Consider the cycle that HIV-AIDS has gone through. Five or six years ago, most experts believed it would be folly to treat people in poor countries who were infected with the virus: Anti-retroviral drugs seemed prohibitively expensive; persuading impoverished people to adhere to a complex medical regime was said to be impossible; and the experts insisted that scarce HIV budgets should be aimed at preventing new infections. But around 2003, the experts reversed themselves. Political pressure had forced drug companies to cut prices and tolerate cheap generics, so anti-retroviral treatment seemed affordable. Illiterate people had proved capable of taking medicines punctually. And the experts pointed out that the first step toward preventing new infections was to encourage people to get tested for the virus -- which in turn made it essential to offer the incentive of treatment.

So in 2003 the World Health Organization announced a goal to get 3 million people in poor countries into treatment by 2005. A year after that deadline, about 1.6 million are receiving medicines, but long before the goal is met, the cycle is again turning. At the Toronto conference, prevention received more emphasis than treatment, for the good reason that virus continues to infect 4 million healthy people annually. Of course, the AIDS experts know this isn't their first experiment in prioritizing prevention. So they hope this time to bring new tools to the challenge: vaginal microbicides that kill the virus before a woman is infected; campaigns to circumcise men, since circumcision greatly reduces the odds of infection; and perhaps, eventually, a vaccine.

A microbicide or a vaccine would be the product of research conducted mainly in U.S. and European laboratories: Hence the lesson that the fate of the poor world depends partly on programs launched in rich countries. It's a valuable lesson that goes beyond the AIDS virus, because other aspects of development can also be advanced with new technologies or practices adopted in rich countries.
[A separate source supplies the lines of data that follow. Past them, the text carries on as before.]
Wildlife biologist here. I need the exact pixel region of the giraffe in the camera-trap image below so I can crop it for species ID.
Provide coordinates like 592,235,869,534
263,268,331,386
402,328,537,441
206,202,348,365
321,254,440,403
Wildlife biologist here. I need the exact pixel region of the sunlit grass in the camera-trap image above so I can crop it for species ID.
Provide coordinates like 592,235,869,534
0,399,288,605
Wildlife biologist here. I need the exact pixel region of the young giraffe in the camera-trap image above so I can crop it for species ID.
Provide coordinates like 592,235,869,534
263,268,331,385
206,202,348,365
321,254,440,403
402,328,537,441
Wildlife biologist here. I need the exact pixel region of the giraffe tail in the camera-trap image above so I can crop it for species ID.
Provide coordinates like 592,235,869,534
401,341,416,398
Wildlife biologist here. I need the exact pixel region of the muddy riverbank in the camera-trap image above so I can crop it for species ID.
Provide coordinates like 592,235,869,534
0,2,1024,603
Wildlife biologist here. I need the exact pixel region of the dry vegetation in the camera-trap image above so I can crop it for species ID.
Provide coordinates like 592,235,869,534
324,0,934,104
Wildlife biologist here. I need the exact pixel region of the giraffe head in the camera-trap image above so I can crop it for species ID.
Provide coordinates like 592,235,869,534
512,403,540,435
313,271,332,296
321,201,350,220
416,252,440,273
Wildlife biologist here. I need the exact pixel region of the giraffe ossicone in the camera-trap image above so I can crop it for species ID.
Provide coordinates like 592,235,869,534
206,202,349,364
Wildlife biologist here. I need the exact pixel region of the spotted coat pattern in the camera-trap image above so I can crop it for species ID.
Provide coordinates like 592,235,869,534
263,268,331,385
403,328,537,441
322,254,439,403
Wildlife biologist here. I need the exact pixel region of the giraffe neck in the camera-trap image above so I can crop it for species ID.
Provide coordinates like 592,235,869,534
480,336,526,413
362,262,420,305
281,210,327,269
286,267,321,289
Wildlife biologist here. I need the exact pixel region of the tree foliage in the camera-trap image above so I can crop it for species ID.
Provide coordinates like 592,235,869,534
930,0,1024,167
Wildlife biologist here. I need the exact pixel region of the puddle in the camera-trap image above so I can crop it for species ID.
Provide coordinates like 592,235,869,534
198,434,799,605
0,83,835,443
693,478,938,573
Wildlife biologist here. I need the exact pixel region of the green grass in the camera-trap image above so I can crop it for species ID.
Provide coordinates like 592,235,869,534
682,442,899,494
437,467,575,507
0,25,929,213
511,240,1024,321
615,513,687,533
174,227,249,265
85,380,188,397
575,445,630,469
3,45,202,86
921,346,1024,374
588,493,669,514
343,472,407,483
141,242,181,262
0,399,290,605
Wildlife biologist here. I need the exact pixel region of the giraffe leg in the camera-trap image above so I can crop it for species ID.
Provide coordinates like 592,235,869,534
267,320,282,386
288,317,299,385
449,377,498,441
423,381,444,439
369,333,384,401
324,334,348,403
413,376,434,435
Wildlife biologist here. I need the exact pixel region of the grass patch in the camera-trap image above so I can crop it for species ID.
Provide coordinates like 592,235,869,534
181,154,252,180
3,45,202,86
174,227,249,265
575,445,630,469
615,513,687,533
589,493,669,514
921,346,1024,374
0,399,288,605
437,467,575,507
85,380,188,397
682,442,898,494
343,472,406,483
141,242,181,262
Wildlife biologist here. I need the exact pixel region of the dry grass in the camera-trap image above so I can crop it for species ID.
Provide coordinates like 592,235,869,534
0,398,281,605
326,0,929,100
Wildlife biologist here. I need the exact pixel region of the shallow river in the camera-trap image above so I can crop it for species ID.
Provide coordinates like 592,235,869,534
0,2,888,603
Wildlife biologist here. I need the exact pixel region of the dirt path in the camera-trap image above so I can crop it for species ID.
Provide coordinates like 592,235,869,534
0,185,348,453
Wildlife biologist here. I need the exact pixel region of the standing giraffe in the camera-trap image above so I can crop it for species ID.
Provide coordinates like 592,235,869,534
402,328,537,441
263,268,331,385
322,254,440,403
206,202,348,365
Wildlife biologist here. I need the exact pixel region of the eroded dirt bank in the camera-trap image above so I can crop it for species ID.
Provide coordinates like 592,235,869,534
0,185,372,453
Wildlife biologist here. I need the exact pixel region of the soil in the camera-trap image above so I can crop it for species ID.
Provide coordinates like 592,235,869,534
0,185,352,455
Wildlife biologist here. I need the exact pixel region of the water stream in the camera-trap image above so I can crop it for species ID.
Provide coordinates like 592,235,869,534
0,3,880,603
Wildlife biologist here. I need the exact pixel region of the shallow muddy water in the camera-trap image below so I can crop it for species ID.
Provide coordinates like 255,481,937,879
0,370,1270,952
Vaccination drives in poor countries have been helped by the invention of ingenious syringes that block after one use, preventing children from being hurt or infected by blunt or dirty needles. Agricultural output has been helped by new crop technologies -- and could be helped much more if Europe were to abandon its anti-scientific suspicions of genetically modified seeds. Corruption can be addressed not just by campaigning against it in poor countries-- but also by pressing oil and mining companies in the West to disclose royalty and tax payments to poor governments in their financial statements. Economic growth in poor countries could be boosted by efforts in rich countries to cut tariff barriers and farm subsidies.

If past battles against AIDS and underdevelopment teach anything, it is that rich and poor countries are interdependent, that programs launched by outsiders in poor countries are tough to implement, and that whatever can be done at home can be mutually beneficial and therefore a priority.